I landed on this design and weeks later I finished my lamp. I thought id share it with you so hopefully you could make and build upon my idea. To make this unique and simple Bauhaus Desk lamp you will need;
- a 3D printer
- a laser cutter
- a line bender
- a soldering iron
- 3d printing filament
- multi-strand 2mm wire
- strip board
Step 1: Step 1 - the Body
to construct the main frame or body of the lamp, first you must have 2d design software for example, 2D design. using this software, design the frame to hold your light. when the design is complete, send the file to be 'printed' after making sure the lines are set to be cut, etched.
if when the frame is being cut, there are black marks around the edges, use a damp cloth to remove them. this is the first stage complete.
note: different thicknesses and colour are available.
Step 2: Step 2 - Making the Mould
to make the mould, first you must use PVA to attach three pieces of MDF or another material of length 120mm, width 100mm and height 20mm. when the three pieces are attached, the block should be roughly60mm.
draw on the centre of the block using the cross method, then draw a line 90 degrees from the centre to the top. draw on the angle you want and then draw two parallel lines on the top surface, connecting the angle lines. when this is done, get a tenon saw and begin cutting away the shape. make sure this is very accurate as it is what gives the frame its final touches.
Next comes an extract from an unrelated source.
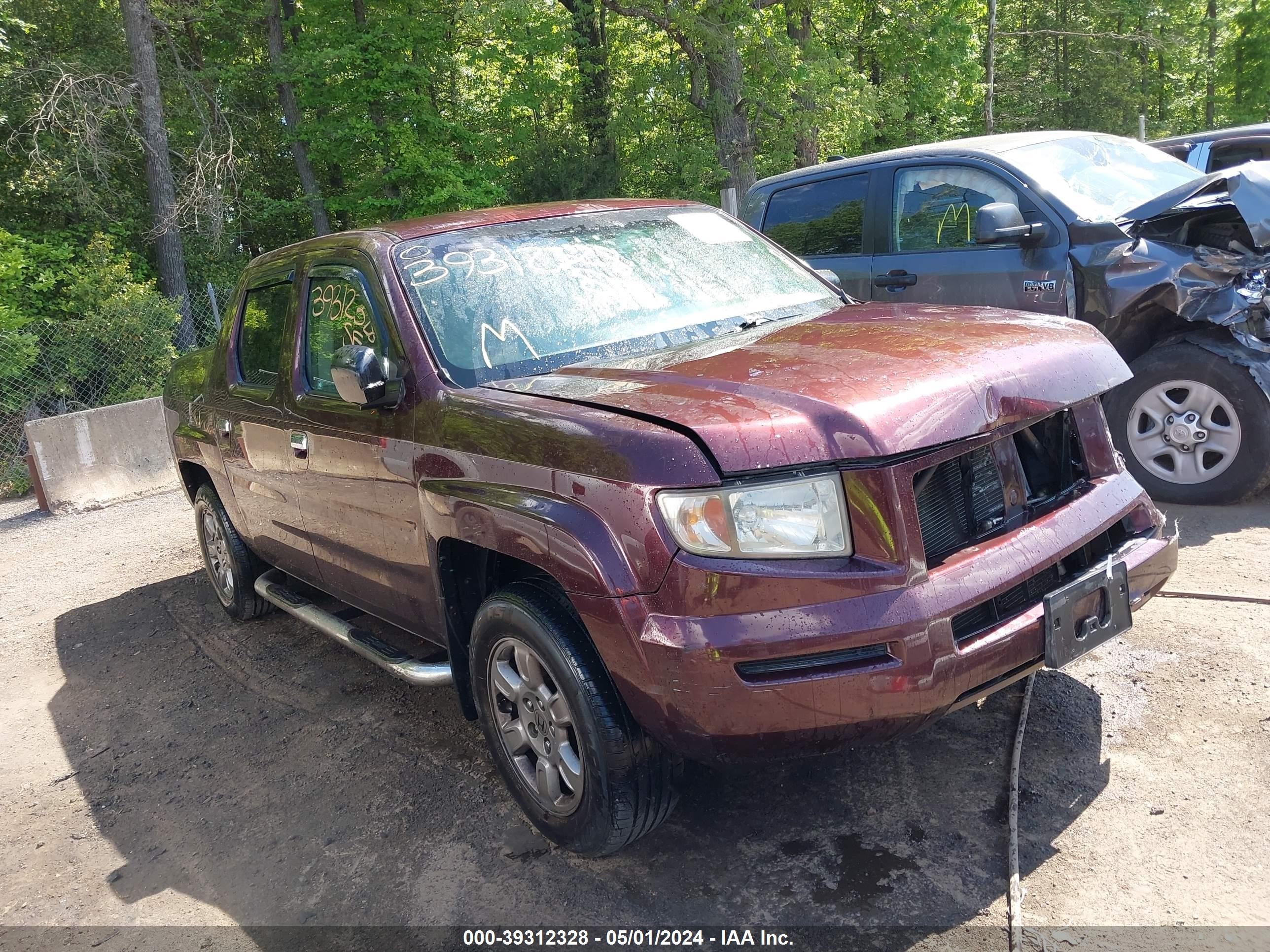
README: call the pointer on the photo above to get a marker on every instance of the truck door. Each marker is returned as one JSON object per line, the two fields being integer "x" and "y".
{"x": 926, "y": 249}
{"x": 252, "y": 428}
{"x": 353, "y": 466}
{"x": 823, "y": 223}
remove the shape and use fine 600 grit sandpaper to even out the surface.
Step 3: Step 3 - Applying the Angle
to apply the obscure angle on the frame, first find the centre line. this will be located at half the length of the frame itself. place this gently on top of a heated line bender, the surface will heat up and slowly bend, wait until the texture is quite soft then place the plastic frame into the mould. after a few minutes, the frame will set. this means it can be taken out of the mould.
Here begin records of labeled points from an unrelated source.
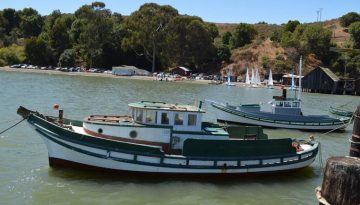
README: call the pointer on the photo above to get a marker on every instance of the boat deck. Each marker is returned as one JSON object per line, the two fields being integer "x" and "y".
{"x": 109, "y": 119}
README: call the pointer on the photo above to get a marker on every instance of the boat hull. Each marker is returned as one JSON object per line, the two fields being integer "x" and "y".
{"x": 65, "y": 148}
{"x": 226, "y": 114}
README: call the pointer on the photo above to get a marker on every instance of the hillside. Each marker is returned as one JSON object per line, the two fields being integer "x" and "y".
{"x": 262, "y": 48}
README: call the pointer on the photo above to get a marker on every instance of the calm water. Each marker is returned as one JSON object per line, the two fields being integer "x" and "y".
{"x": 27, "y": 179}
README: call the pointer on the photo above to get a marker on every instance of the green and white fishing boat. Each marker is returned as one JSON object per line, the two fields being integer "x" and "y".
{"x": 161, "y": 138}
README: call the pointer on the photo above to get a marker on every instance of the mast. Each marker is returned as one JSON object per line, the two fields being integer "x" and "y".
{"x": 247, "y": 80}
{"x": 292, "y": 80}
{"x": 252, "y": 76}
{"x": 270, "y": 81}
{"x": 228, "y": 75}
{"x": 300, "y": 67}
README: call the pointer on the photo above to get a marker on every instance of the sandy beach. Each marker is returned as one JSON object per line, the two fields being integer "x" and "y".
{"x": 89, "y": 74}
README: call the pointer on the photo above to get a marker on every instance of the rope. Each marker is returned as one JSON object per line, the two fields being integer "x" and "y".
{"x": 344, "y": 124}
{"x": 320, "y": 159}
{"x": 350, "y": 140}
{"x": 7, "y": 121}
{"x": 12, "y": 126}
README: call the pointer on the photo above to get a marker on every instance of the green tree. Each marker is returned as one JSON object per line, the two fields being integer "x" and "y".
{"x": 212, "y": 28}
{"x": 223, "y": 53}
{"x": 13, "y": 54}
{"x": 242, "y": 35}
{"x": 226, "y": 38}
{"x": 147, "y": 30}
{"x": 68, "y": 58}
{"x": 291, "y": 25}
{"x": 59, "y": 35}
{"x": 354, "y": 30}
{"x": 31, "y": 22}
{"x": 316, "y": 39}
{"x": 37, "y": 51}
{"x": 349, "y": 18}
{"x": 12, "y": 19}
{"x": 91, "y": 33}
{"x": 183, "y": 46}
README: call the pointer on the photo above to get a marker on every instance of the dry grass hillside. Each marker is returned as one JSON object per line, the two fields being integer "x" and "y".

Step 4: Step 4 - Light Casing
the light casing is the most important part of the product as it is the main housing for the LED lights.
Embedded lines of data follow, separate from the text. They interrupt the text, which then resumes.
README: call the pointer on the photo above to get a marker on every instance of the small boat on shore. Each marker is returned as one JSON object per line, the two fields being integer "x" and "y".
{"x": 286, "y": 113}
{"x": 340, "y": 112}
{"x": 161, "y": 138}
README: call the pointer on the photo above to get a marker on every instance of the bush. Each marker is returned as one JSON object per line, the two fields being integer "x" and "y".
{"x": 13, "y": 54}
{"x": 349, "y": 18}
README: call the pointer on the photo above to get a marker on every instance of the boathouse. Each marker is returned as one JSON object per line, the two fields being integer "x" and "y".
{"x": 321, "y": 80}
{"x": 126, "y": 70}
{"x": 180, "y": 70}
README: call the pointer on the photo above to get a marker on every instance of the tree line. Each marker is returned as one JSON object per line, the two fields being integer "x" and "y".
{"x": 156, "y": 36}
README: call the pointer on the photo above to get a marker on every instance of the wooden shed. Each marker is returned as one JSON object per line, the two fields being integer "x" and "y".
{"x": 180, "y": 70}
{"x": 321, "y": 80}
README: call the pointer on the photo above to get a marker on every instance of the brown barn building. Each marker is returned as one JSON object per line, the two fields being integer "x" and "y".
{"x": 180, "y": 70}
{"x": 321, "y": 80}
to complete this step, I used a 3d modelling software known as space claim. this allowed me to print my design in 3D. I made sure it would be big enough to house the lights, but small enough to fit into the frame.
when the design was complete, the only thing left to do was to print it. when this was done, I used 600 grit sandpaper to smoothen the surface of the shell, this allowed me to get a better paint finish.
using spray paint, I coated my frame and shell in matt black paint. this gave the product a better and more classical styling.
Step 5: Step 5 - the Light Holder
to complete this task, I used the laser cutter to cut out my preferred shape onto black 5mm acrylic.
Step 6: Step 6 - Mking the Circuit
to complete this task, i ordered 9 ultra bright LED lights from Kitronic along with 9 chrome LED holders to add more aesthetics to the design. first, I placed all LEDs into their holders and began to strip the wires. once this was done, I soldered the LEDs to the red and black wire. making sure they were correct I used a 330R resistor and a 9V battery. after, I soldered the resistor to the PCB along with the LEDs and Battery snap. I left two spaces for the switch as I didn't have one at this time. when it arrived I used the soldering iron and some longer wires to attach the switch to the PCB. I then inserted the circuit into the light casing making sure nothing got caught or damaged.
Step 7: Step 7 - the Finished Product
to complete the last task, use a hand drill to drill a hole the same size of the toggle switch onto the back of the lamp. when this stage is completed, the battery has been inserted and the product works, you have finished!!!!!!!!